Urbanisierung, Wirtschaftswachstum, neue technische Kommunikationsformen, politische Beteiligung der Bürger und demokratische Regierungsformen führen zur Angleichung der Startchancen aller Individuen, zur Aufwertung von Leistung und zum Verfall des Prinzips der Zuschreibung, so Modernisierungstheoretiker. Die Frage, was man denn für ein Geborener sei, sollte demnach zum Verständnis unserer Gesellschaft nahezu so wichtig sein wie die Frage, ob man im Herbst oder im Frühling geboren wurde. Natürlich ist diese Darstellung stark vereinfachend. Dennoch wird man zugestehen müssen, dass das Beispiel des „Grafen Erfolgreich“ zumindest einfach gestrickte Modernisierungstheorien auf eine harte Probe stellt. Wie kommt es denn, dass eine Gesellschaftselite, die hochoffiziell abgeschafft wurde, wieder wesentliche Führungspositionen einnimmt? Soziologen ziehen zur Erklärung das Wortungeheuer „Rekonversionsstrategien“ heran. Symbolisches und soziales Kapital (Name, Schloss, dauerhaftes Netz von Beziehungen) wurden erfolgreich in ökonomisches oder Bildungskapital umgewandelt. Rekonversion ist eine Strategie der Anpassung. Anscheinend haben Adelige in ganz Europa erfolgreich neue (Berufs-)Wege gesucht, die ihnen eine sich gewandelte Gesellschaft bot.

Sollte man deswegen von einem „verborgenen Stand“ sprechen, also von einer Gruppe die aufgrund der Vorbildwirkung der Ahnen, einer anhaltenden aristokratischen Gesinnung (Ehrlichkeit, Anstand) und eines spezifischen Erziehungsideals (Strenge) zumindest im Geiste weiterexistiert? Vielleicht. Richtig überzeugend wäre die These vom „verborgenen Stand“ erst, wenn sie (institutionalisierte) Interaktionsstrukturen als Argument heranziehen würde.

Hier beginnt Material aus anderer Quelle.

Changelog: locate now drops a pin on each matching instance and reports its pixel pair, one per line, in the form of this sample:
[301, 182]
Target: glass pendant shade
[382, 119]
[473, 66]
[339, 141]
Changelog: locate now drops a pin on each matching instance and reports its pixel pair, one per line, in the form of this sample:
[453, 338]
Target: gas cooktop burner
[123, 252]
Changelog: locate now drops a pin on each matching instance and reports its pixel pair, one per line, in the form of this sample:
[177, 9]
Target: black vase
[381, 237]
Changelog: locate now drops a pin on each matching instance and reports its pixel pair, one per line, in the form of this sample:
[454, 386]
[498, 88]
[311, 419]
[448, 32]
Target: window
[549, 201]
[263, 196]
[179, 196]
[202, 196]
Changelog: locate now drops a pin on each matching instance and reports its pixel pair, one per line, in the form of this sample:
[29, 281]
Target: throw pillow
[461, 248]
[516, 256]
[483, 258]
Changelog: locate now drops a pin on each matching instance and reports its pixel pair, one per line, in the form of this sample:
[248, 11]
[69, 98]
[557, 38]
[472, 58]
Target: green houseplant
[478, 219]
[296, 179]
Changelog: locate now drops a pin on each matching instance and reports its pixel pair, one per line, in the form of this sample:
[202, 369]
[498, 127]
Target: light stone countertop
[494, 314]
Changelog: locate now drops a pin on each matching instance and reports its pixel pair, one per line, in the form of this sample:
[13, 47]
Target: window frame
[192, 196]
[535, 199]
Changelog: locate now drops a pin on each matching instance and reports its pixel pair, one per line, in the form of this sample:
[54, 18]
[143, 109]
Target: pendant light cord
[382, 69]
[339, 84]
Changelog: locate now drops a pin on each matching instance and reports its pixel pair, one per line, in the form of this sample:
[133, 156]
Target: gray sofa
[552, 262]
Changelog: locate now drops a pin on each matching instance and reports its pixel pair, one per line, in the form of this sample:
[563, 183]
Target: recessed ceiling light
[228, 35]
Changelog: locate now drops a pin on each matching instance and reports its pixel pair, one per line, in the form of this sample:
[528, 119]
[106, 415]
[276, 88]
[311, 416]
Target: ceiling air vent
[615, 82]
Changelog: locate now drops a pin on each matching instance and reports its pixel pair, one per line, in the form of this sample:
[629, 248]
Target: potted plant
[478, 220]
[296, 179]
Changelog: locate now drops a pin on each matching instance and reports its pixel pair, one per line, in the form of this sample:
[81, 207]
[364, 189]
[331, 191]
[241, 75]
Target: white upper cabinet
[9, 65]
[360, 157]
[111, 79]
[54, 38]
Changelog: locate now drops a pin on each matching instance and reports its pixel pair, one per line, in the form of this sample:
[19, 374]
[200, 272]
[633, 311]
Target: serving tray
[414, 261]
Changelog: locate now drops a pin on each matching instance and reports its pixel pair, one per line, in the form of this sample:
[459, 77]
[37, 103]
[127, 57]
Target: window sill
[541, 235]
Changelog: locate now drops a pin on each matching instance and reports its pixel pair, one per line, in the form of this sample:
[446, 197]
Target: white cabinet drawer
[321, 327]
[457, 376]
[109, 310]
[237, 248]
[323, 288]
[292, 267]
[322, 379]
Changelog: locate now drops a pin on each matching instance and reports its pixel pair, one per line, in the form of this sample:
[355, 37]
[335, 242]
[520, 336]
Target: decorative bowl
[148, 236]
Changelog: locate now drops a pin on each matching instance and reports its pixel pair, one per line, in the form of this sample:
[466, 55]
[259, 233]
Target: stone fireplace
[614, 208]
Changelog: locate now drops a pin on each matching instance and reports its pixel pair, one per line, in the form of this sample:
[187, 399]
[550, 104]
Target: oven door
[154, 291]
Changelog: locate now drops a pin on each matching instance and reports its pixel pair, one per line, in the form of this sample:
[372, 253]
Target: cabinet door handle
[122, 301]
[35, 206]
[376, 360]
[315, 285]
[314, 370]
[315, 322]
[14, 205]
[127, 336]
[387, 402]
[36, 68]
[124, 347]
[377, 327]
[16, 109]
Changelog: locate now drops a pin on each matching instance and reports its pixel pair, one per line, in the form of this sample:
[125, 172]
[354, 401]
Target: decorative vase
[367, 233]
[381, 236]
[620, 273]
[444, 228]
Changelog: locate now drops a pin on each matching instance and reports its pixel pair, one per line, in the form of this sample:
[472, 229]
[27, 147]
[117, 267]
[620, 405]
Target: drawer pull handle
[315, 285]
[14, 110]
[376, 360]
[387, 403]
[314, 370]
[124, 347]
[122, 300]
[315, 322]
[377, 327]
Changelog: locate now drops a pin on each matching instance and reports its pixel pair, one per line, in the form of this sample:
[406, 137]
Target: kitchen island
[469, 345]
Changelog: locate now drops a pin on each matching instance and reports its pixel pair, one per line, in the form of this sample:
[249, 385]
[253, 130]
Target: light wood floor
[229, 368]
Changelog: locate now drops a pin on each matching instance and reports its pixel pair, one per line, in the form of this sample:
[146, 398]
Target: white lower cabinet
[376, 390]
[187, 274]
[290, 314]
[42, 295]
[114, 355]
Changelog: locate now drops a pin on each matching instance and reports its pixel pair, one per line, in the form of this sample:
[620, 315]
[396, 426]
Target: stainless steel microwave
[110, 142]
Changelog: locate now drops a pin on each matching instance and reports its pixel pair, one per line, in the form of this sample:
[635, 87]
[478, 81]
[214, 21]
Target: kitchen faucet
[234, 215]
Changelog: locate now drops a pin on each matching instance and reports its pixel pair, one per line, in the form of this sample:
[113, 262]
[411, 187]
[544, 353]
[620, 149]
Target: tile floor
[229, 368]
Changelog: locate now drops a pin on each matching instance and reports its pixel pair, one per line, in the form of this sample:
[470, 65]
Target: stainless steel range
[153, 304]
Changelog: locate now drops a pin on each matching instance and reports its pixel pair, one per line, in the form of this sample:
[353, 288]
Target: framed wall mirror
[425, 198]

Zuletzt taten dies Sozialwissenschaftler, um den teilweise systematisch organisierten Widerstand Adeliger gegen das Hitler-Regime zu ergründen. Solidarität und reger Kontakt untereinander machten Vertrauen zueinander und somit Aktionen gegen die herrschende Klasse möglich. Die sozialen Kontakte zwischen Adeligen von heute sind hingegen Terra incognita. Hinweise jedoch darauf, dass gute Bildung und feine Manieren Adeliger in unsere Gesellschaft zumindest von „denen da oben“ geschätzt werden, haben wir. Eine Reanalyse einer vom Elitensoziologen Michael Hartmann erstellten repräsentativen Stichprobe von nach 1945 promovierten Führungspersonen der deutschen Wirtschaft bestätigt der Tendenz nach unsere Ergebnisse, geht jedoch inhaltlich stärker in die Tiefe. Wer aus dem Adel kommt, steigt auch in der zweiten Hälfte des 20. Jahrhunderts in der deutschen Elite leichter auf als ein Angehöriger des Großbürgertums.

Diese ungleichen, systematisch diskriminierenden Startpositionen für Berufskarrieren in der Wirtschaft sind auch für die bürgerlichen Niederlanden nachgewiesen worden. Wie erklärt man sie? Da Seilschaften zumindest im österreichischen Fall keine besondere Bedeutung zukommen dürfte, bleibt das Argument von den feinen Distinktionen (Pierre Bourdieu) übrig. Der Handkuss und das Schönbrunnerdeutsch mögen ausgedient haben. Eine gepflegte Ausdrucksweise, elegantes Auftreten, Bildung, Internationalität und ein besonders geartetes, aber moderates Selbstvertrauen scheinen jedoch ein berufliches Erfolgsrezept in der globalisierten Moderne zu sein. ■

("Die Presse", Print-Ausgabe, 11.07.2009)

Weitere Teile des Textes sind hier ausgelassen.